Quattordici arresti, quaranta indagati e quasi 100 milioni di beni sequestrati, tra denaro contante, locali e immobili: è il risultato di una maxi operazione condotta dalla Dia di Napoli nei confronti dei presunti prestanome dei boss Lo Russo. Negli atti dell’inchiesta figurano anche due nomi eccellenti, quello di Fabio Cannavaro e del capo della squadra mobile del capoluogo partenopea, Vittorio Pisani. Per l’ex capitano della nazionale, ex calciatore di Napoli, Parma e Juventus, il coinvolgimento è determinato dal possesso di una quota di una delle società poste sotto sequestro: secondo gli inquirenti Cannavaro, che non è iscritto nel registro degli indagati, ha fatto da prestanome all’imprenditore Marco Iorio, in rapporto con il gruppo Mario Potenza, organizzazione implicata in un giro di usura e legato a diversi clan camorristici.
Risulta invece indagato Vittorio Pisani, capo della squadra mobile di Napoli, con l’accusa di favoreggiamento nei confronti dello stesso Iorio; i pm ritengono che Pisani abbia fornito notizie riservate sull’inchiesta in corso, consentendo così all’imprenditore di sottrarre beni al sequestro e di depistare le indagini: “il dirigente della Mobile – si legge nel comunicato diffuso dalla Procura di Napoli – si è fortemente speso in difesa dell’amico Iorio, tenendo comportamenti decisamente contrari ai doveri connessi con l’alto ruolo ancora oggi rivestito”. Altro addebito mosso al poliziotto è quello di non aver indagato, pur essendone a conoscenza, sul reimpiego da parte di Iorio di capitali illeciti prodotti dal riciclaggio e l’ usura praticati dal clan Lo Russo. Per Pisani è stato anche disposto il divieto di dimora a Napoli e sarà trasferito a Roma. Il procuratore capo Giandomenico Lepore descrive Vittorio Pisani come”un uomo brillantissimo, incappato in una disavventura forse per amicizia”.

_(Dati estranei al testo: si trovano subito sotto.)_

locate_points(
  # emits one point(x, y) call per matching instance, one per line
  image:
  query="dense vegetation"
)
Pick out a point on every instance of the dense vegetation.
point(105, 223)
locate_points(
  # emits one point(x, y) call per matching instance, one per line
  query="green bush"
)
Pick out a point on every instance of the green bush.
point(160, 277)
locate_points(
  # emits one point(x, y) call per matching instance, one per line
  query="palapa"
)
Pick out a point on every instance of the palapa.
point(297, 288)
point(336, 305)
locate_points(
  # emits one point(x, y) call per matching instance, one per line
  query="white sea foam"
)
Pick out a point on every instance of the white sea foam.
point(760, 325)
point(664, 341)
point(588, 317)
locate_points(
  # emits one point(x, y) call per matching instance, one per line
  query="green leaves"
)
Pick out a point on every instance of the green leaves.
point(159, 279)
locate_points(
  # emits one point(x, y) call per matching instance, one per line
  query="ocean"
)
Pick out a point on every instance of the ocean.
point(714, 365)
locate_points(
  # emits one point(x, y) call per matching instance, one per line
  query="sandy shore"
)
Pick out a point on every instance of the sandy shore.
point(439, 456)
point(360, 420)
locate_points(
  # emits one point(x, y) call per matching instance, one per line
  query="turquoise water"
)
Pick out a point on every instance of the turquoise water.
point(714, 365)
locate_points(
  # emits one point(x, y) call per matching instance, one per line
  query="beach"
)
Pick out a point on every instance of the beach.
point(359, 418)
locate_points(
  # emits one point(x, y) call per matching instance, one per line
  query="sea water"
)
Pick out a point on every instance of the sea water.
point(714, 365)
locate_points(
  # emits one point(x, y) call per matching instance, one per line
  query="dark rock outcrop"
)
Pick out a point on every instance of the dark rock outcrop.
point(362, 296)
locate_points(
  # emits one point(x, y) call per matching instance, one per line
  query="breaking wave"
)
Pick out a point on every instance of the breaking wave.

Per le indagini sono stati sequestrati alcuni dei locali più noti di Napoli come il bar “Ballantine” e i ristoranti-pizzeria “Pizza Margherita” e “I re di Napoli” in via Partenope, la paninoteca “Dog Out” in piazza Municipio, il ristorante “Villa delle Ninfe” a Pozzuoli. L’inchiesta si è concentrata su un’ingente attività di riciclaggio e usura: i capitali illeciti entrati così in possesso dell’organizzazione, erano reinvesti, secondo l’ipotesi degli inquirenti, in catene di ristoranti, pub e bar. Sequestri ci sono stati anche a Genova, Bologna, Torino, Varese, Caserta.